Now that I’ve seen the movie, another explanation presents itself: Lacking dynamic characters and offering only occasional quivers of excitement, the World War II saga would have bombed at the box office against the high-powered year-end competition. Adding insult to injury, “The Monuments Men” almost certainly would have been pasted with the humiliation of zero Oscar nominations.
This is not to say the movie is without value, for it reminds mainstream viewers that the Nazis stole the treasures and possessions of Europe’s Jews—from paintings to gold teeth—with the same cold calculation that they murdered them.

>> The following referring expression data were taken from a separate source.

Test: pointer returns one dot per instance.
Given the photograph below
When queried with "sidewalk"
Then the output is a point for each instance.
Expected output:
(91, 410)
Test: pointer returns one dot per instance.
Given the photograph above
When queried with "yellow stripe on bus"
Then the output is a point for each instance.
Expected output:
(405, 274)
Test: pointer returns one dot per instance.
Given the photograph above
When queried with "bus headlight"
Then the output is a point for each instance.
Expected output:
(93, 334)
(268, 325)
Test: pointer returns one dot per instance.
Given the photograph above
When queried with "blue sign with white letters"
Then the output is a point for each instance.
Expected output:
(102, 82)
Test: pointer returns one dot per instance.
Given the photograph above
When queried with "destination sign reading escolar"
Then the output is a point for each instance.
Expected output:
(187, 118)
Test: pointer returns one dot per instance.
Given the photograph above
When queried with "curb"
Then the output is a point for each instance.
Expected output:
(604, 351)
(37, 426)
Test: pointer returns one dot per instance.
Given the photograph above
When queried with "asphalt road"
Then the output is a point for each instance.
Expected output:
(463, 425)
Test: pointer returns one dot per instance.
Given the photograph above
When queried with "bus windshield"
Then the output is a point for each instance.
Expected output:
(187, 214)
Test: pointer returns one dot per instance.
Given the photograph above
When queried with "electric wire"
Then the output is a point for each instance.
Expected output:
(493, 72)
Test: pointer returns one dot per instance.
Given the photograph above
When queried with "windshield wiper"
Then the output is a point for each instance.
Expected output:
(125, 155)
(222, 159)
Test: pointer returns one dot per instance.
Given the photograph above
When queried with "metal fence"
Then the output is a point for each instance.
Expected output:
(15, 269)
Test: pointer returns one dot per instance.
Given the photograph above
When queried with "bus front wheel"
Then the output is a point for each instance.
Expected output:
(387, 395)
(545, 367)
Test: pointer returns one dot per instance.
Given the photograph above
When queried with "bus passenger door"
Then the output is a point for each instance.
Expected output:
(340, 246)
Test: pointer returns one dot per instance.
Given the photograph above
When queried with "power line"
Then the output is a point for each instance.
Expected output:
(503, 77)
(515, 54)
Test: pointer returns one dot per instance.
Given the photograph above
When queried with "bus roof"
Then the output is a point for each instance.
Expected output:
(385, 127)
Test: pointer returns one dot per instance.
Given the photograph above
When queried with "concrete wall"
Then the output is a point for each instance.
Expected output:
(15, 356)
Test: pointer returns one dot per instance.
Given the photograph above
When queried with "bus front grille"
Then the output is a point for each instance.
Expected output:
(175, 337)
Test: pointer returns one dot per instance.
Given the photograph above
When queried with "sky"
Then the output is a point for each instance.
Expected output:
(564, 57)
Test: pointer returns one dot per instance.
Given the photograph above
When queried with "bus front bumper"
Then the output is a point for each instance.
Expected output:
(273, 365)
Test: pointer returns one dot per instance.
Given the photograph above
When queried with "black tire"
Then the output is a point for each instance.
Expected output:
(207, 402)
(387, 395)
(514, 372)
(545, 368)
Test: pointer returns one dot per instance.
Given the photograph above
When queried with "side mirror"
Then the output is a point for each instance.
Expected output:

Based on Robert M. Edsel’s 2009 book, “The Monuments Men: Allied Heroes, Nazi Thieves, and the Greatest Treasure Hunt in History,” the film lands a team of art experts in Europe after D-Day with the express mission of recapturing the immense horde of paintings and sculptures pilfered from museums, churches and private collections during the German occupation and subsequent retreat.
Frank Stokes (based on art historian George Stout and played by Clooney) has convinced President Roosevelt that, with victory assured, the goal of preserving civilization must shift to rescuing the world’s great artworks from certain destruction.
The seriousness of Stokes’ presentation contrasts with his jaunty, tongue-in-cheek recruitment of curators and art historians played by Matt Damon, Bill Murray, Bob Balaban, John Goodman, English actor Hugh Bonneville (of “Downton Abbey”) and Frenchman Jean Dujardin (Oscar winner for “The Artist”).
By the time the self-titled Monuments Men arrive in France in the summer of 1944, the Jewish victims of the Nazi campaign of murder and looting have long since been deported. Clooney makes a genuine effort to include and honor their off-screen suffering, providing the movie with one of its strongest moments.
Metropolitan Museum of Art curator James Granger (Damon) has made contact with a suspicious Parisian curator, Claire Simon (the splendid Cate Blanchett, delivering the film’s lone interesting performance). However, she’s convinced the American secretly intends to take any rescued French masterpieces back to New York with him.
Simon brings Granger to a warehouse crammed with boxes of personal effects, where he comes across a portrait that is plainly neither valuable nor important.
“What is all this stuff?” Granger asks. “People’s lives,” Simon replies. “What people?” “Jews.”
The next day, Granger visits an empty apartment and, seeing where a picture once hung, replaces the portrait. Simon, who has followed him, informs him the occupants won’t be coming back. In case we hadn’t already figured it out on our own, the word “Juden” is scrawled on the wall next to her.
“My job is to find and return art,” Granger says, standing in front of the portrait. “I figure I might as well start here.”
It’s a powerful image, even without the resonance of current battles over museum-held paintings that belong to the heirs of their Jewish owners.
From this moving high point, “The Monuments Men” descends into an awkward amalgam of tepid buddy comedy (with Murray and Balaban sleepily delivering lame banter), taut set piece and earnest treatise on the crucial legacy of art.
The dramatic requirements of movies, and the challenge of getting audiences to thrill to the exploits of art experts, compels Clooney to tilt his much-older-than-enlistment-age characters in the direction of semi-comic action heroes. The upshot is that “The Monuments Men” takes a softer, less satisfying road than such acerbic World War II escapades as “The Dirty Dozen” and “Kelly’s Heroes.”
For a truly great movie about saving European art, seek out “The Train,” John Frankenheimer’s 1964 drama about the French effort (driven by engineer Burt Lancaster) to stop a Nazi shipment of stolen paintings from getting to Germany.